Wie ist das im Vergleich mit den Jüngeren? Ältere haben ein geringeres Risiko, ihre Stelle zu verlieren, als Jüngere. Pro Monat wandern 0,9 Prozent der Menschen unter 50 von einem Job in die Arbeitslosigkeit – aber nur 0,6 Prozent der Menschen über 50. Die Kehrseite der Medaille: Jüngere tun sich viel leichter, etwas Neues zu finden. Wiederum Walweis Zahlen: Die sogenannte monatliche Abgangsrate (aus der Arbeitslosigkeit in eine reguläre Stelle) beträgt bei sämtlichen Suchenden von 15 bis 65 Jahren sieben Prozent. Bei den 50- bis 55-Jährigen sinkt die Quote auf 5,2 Prozent, in der Altersgruppe 55 bis 60 auf 3,4 Prozent, bei den Über-60-Jährigen auf 2,2 Prozent.

Der Teufelskreis der Geringqualifizierten

Welche Rolle spielen die Bildung und die Qualifikation? Eine entscheidende, „sogar eine größere als bei den Jüngeren“, sagt IAB-Experte Walwei. „Qualifzierte und Hochqualifizierte haben sehr große Chancen, lange in Beschäftigung zu bleiben.“ Für Menschen ohne Abschluss sinken die Chancen ab 50 rapide – vor allem, weil das Spektrum ihrer Möglichkeiten kleiner wird, da körperlich anstrengende Berufe immer mehr ausfallen. Dazu kommt bei vielen der Teufelskreis: Wer gering qualifziert ist, hat womöglich schon längere Phasen der Arbeitslosigkeit hinter sich. Und je länger die Zeit ohne Job dauert, desto schwerer wird der Wiedereinstieg.

Wie sieht es überhaupt mit der Beschäftigung Älterer aus? Besser als früher. Ende der 90er Jahre lag die Erwerbstätigenquote der 50- bis 64-Jährigen bei unter 50 Prozent, heute bei 66 Prozent. Auch bei den 60- bis 65-Jährigen sind heute 44 Prozent erwerbstätig (1991: 20 Prozent). In dieser Gruppe hat eine deutliche Mehrheit (27,5 Prozentpunkte) eine sozialversicherungspflichtige Stelle, der Rest (16,5 Prozentpunkte) ist anderweitig beschäftigt, als Mini-Jobber, Selbstständige oder Beamte.

Wie ist die Lage in München?
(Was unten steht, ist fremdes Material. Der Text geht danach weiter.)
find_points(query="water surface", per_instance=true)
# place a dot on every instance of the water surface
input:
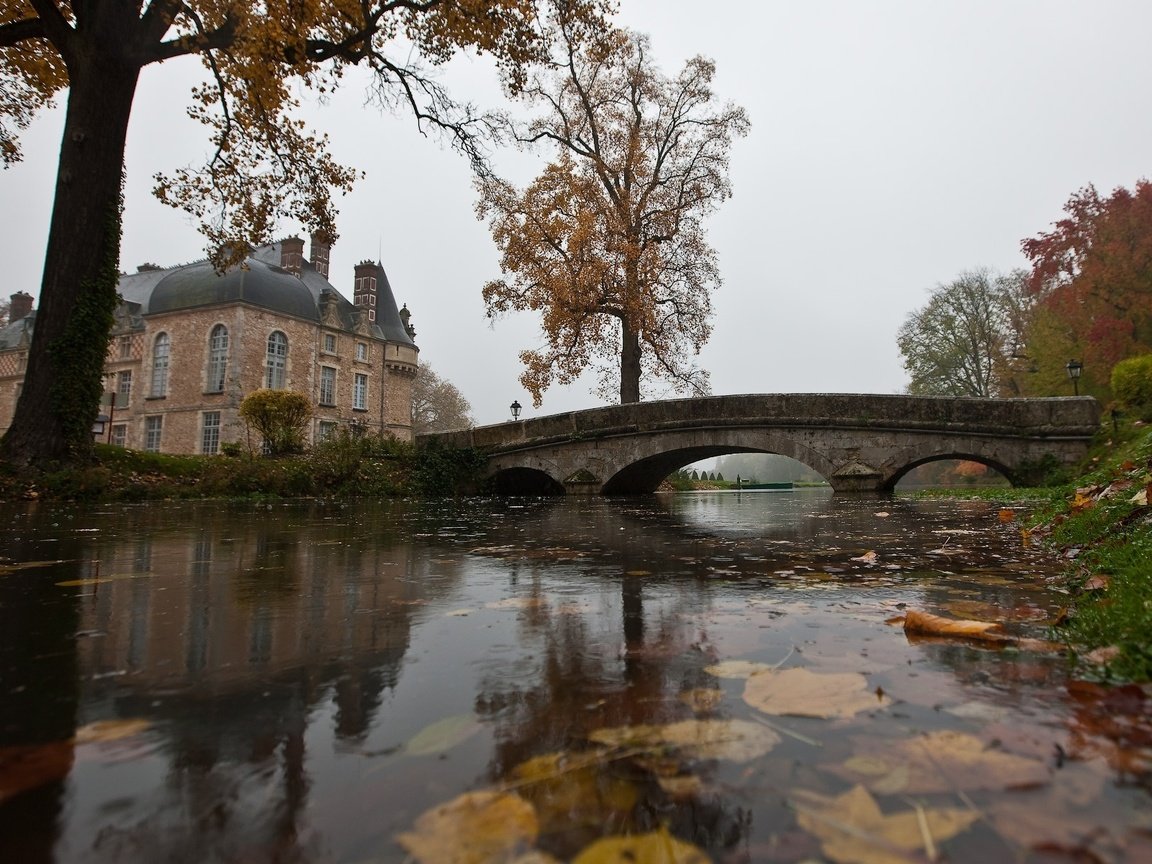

Der Trend ist der Gleiche – auf gutem Niveau: Während die Zahl der arbeitslosen jungen Erwachsenen bis 25 im Mai gleich um 3,4 Prozent sank, waren es bei den Ü50 nur minus 1,9 Prozent. Damit sind nun 6,0 Prozent der Münchner über 50 auf der Suche nach einem Job.